Hiring spree unlikely for local airlines

It is not deemed critical at this stage for MAB as no pilots have been retrenched from service as up-to-date


LOCAL airlines will be cautious on hirings to prepare for an air travel rebound as uncertainty still shrouds the market amid fears of deadlier Covid-19 virus variants and borders remaining closed.

Malaysia Airlines Bhd (MAB) aims to activate its standard pilot recruitment progressively to meet operation requirements to ensure its pilots undergo recurrent training.

“The pilot hiring spree is not deemed critical at this stage for MAB as no pilots have been retrenched from service as up-todate, except pilots above 60 years old and expatriate pilots who were under contract,” MAB told The Malaysian Reserve recently.

The national flag carrier said recurrent training for pilots includes simulator training, line checks and crew management and educational sessions held in classrooms to address any uncertainties throughout the year.

At the height of the pandemic last year, airlines retrenched staff, mostly pilots, and retired airplanes to help them manage cash burn rate.

While MAB had avoided retrenchment, peers AirAsia Group Bhd and Malindo Airways Sdn Bhd laid off some 2,000 employees each and reduced fleet size.

The prospect of air travel recovery is still dim in Malaysia, especially for the international passenger markets compared to other parts of the world.

International passenger demand in June was 80.9% below June 2019, an improvement from the 85.4% decline recorded in May 2021 versus two years ago, according to the International Air Transport Association.

All regions, with the exception of Asia Pacific, contributed to the slightly higher demand.

Hong Leong Investment Bank Bhd analyst Daniel Wong said the rebound for Malaysian airlines industry highly depends on how “open” the economy is allowed by governments.

He said if governments suddenly opened too much, there could be a swift spike in travel demand and airlines are unlikely to be able to cope with that.

“It all boils down to a good communication between government and airlines so they are able to structure the opening of air travel smoothly without much hiccup,” Wong told TMR.

He said Malaysian carriers could not afford to keep too many crew for now to commensurate their level of operation.

“Major airlines are keeping the minimum air crew as these are fixed costs, which they have to pay even if these crews are not doing anything.

“So, if there is an opening of international travel, then maybe the airlines could go on a hiring spree since they already let go many of their air crew,” he said.

The media reported that airlines in the US are scrambling to hire more pilots as air travel recovery has accelerated faster than they anticipated.

In Europe, low-cost airline Ryanair Holdings plc has aims to hire 2,000 pilots over the next three years — one of the aviation industry’s biggest recruitment drives since the pandemic.

MAB said vaccination programmes play a vital role in restarting the domestic and international air travel markets and tourism.

“In terms of operational readiness, MAB has taken a bold step forward as it reveals the future of journey detailing some innovative features to be introduced to its passengers’ experience.

“We have completed two pilot projects to help passengers enjoy a safe and streamlined journey as global travel resumes as the introduction of Digital Travel Health Pass is currently being developed,” it said.

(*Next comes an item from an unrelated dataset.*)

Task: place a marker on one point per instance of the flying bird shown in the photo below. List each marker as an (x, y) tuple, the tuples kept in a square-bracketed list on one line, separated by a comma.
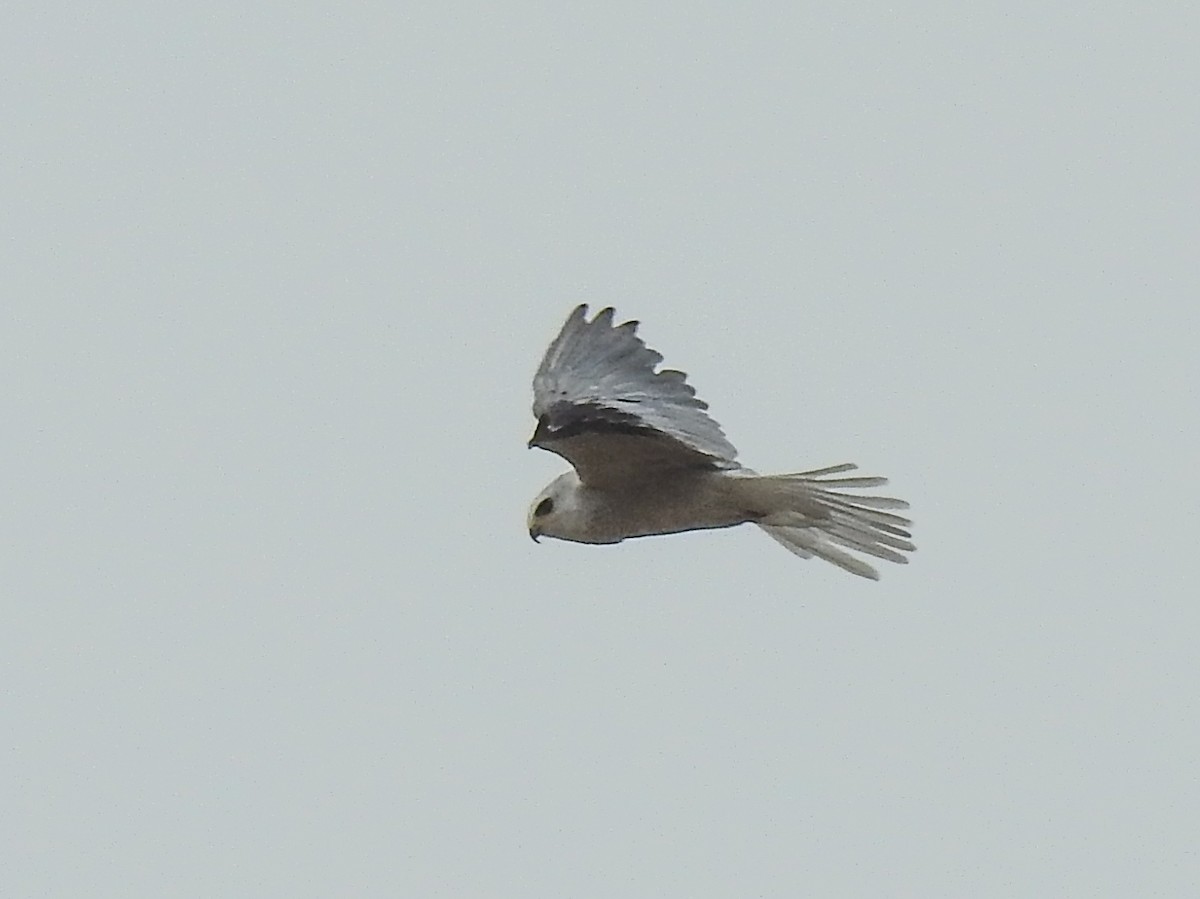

MAB also said the biometric facial recognition technology would be implemented in boarding procedures and verifications of travel documents for a hassle-free and contactless check-in, security clearance and boarding processes.

The national carrier said the initiative could be established and agreed upon a common set of travel and health standards.

“We remain steadfast in our commitment to adopting the highest safety and hygiene standards in air travel and are fully ready to welcome our passengers to fly confidently with us,” MAB added.